Question

Assume that $x$ has a normal distribution with the specified mean and standard deviation. Find the indicated probability. (Round your answer to four decimal places.) $\mu =29;\sigma =3.4P(x\ge 30)=$___.

Answer 1

Step-1: Find the $z$-score for the present situation:

In a normally distributed random variable $x$ with mean $\mu$ and standard deviation $\sigma$, the probability $P(z<c)$ that the $z$-score $z=\frac{x-\mu }{\sigma }$ is less than a particular number $c$ can be looked up from a standard normal distribution $z$-score table.
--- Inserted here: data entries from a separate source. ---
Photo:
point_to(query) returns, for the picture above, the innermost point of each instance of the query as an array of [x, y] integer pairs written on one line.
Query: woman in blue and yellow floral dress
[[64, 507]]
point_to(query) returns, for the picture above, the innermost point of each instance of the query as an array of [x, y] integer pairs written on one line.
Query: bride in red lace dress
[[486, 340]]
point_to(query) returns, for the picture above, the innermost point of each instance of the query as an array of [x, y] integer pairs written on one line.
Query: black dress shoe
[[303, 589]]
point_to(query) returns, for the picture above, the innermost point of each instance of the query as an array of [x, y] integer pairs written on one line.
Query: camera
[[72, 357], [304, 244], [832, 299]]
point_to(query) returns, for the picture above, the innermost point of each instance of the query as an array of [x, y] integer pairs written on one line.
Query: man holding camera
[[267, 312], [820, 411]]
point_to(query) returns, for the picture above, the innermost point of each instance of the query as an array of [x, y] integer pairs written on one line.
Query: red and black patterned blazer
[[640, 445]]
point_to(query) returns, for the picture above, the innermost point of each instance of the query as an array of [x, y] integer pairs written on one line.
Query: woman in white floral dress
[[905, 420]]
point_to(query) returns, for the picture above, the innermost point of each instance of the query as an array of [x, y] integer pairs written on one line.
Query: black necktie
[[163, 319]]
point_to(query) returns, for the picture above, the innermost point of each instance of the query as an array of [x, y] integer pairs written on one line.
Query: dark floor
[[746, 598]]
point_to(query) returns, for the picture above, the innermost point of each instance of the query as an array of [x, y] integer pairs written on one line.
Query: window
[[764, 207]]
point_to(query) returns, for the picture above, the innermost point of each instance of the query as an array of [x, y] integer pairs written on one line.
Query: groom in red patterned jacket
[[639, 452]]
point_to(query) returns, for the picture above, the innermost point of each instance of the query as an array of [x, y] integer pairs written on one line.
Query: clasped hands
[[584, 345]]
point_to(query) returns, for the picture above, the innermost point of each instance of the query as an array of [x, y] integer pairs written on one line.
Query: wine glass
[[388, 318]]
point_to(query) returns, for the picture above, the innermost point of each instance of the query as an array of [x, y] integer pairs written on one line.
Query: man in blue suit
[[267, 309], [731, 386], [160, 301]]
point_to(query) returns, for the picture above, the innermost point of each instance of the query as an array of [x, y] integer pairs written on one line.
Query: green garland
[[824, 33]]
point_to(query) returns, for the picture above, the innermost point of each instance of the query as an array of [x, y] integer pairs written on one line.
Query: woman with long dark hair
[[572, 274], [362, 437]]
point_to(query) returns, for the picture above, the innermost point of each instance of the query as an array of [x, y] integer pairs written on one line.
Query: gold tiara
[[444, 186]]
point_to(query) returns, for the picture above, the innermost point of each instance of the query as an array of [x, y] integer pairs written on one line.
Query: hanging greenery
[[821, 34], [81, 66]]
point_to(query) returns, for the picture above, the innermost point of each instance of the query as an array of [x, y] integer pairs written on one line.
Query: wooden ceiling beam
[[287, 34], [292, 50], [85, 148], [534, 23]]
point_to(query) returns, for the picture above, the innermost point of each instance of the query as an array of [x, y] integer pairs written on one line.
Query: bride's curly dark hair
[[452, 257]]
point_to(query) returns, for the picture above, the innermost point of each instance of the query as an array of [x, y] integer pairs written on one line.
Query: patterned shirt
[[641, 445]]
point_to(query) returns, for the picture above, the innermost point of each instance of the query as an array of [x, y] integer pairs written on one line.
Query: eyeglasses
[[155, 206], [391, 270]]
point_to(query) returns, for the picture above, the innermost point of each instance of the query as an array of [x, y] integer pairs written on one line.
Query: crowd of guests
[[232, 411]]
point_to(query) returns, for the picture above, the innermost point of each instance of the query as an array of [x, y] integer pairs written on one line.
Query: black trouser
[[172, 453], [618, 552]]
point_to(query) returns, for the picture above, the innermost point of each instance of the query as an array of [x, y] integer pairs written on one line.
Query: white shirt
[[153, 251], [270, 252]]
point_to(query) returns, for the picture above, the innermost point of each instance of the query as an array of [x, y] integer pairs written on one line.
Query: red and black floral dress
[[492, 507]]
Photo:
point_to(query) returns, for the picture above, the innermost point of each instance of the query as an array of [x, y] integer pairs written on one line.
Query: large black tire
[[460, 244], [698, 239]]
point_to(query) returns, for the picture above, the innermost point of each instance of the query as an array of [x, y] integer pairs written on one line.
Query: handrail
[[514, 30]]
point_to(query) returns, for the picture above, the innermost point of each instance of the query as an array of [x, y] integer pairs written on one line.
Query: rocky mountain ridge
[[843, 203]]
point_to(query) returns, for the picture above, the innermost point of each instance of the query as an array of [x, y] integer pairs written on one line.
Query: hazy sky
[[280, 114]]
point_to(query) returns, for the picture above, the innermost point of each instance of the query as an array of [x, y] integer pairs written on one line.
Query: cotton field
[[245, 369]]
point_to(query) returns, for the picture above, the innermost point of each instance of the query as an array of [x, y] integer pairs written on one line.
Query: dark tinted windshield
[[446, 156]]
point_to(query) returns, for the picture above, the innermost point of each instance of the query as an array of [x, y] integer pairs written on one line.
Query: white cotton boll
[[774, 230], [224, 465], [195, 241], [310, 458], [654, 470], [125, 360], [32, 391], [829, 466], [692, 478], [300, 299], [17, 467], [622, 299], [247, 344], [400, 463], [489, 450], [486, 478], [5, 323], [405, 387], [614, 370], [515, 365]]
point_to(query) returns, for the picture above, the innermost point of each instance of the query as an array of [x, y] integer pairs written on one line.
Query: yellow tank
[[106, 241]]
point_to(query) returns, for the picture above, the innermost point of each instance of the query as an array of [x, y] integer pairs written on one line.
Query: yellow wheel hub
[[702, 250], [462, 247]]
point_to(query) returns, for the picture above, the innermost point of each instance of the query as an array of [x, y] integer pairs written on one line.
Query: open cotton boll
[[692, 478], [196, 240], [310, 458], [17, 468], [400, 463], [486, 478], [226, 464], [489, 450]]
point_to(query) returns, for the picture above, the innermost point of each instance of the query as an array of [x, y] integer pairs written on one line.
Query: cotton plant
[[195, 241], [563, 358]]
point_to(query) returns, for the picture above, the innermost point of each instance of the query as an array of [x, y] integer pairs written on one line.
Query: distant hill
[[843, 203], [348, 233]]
It is given that normally distributed random variable $x$ has mean $\mu =29$ and standard deviation $\sigma =3.4$. It is required to find $P(x\ge 30)$.

Find the $z$-score $z=\frac{x-\mu }{\sigma }$ for $x=30$, $\mu =29$, and $\sigma =3.4$.

$\begin{array}{rcl}z& =& \frac{x-\mu }{\sigma }\\ & =& \frac{30-29}{3.4}\\ & =& \frac{1}{3.4}\\ & \approx & 0.29\end{array}$

Thus the probability $P(x\ge 30)$ is equal to $P(z\ge 0.29)$.

Step-2: Write the required probability in terms of the probability of its complement event:

Note that the event $z\ge 0.29$ is complement of the event $z<0.29$. Since the probabilities of complementary events add up to $1$, write $P(z\ge 0.29)=1-P(z<0.29)$.

Step-3: Calculate the required probability:

Look up $P(z<0.29)$ from a standard normal distribution $z$-score table to get $P(z<0.29)=0.61409$. Substitute this value in the equation $P(z\ge 0.29)=1-P(z<0.29)$.

$\begin{array}{rcl}P(z& \ge & 0.29)=1-P(z<0.29)\\ & =& 1-0.61409\\ & =& 0.38591\end{array}$

Round off to four decimal places and write $\mathit{P}\mathbf{(}\mathit{z}\mathbf{\ge }\mathbf{0}\mathbf{.}\mathbf{29}\mathbf{)}\mathbf{\approx }\mathbf{0}\mathbf{.}\mathbf{3859}$.

Hence, $\begin{array}{rcl}\mathbf{P}\mathbf{(}\mathbf{z}& \mathbf{\ge }& \mathbf{0}\mathbf{.}\mathbf{29}\mathbf{)}\mathbf{=}\mathbf{0}\mathbf{.}\mathbf{38591}\end{array}$.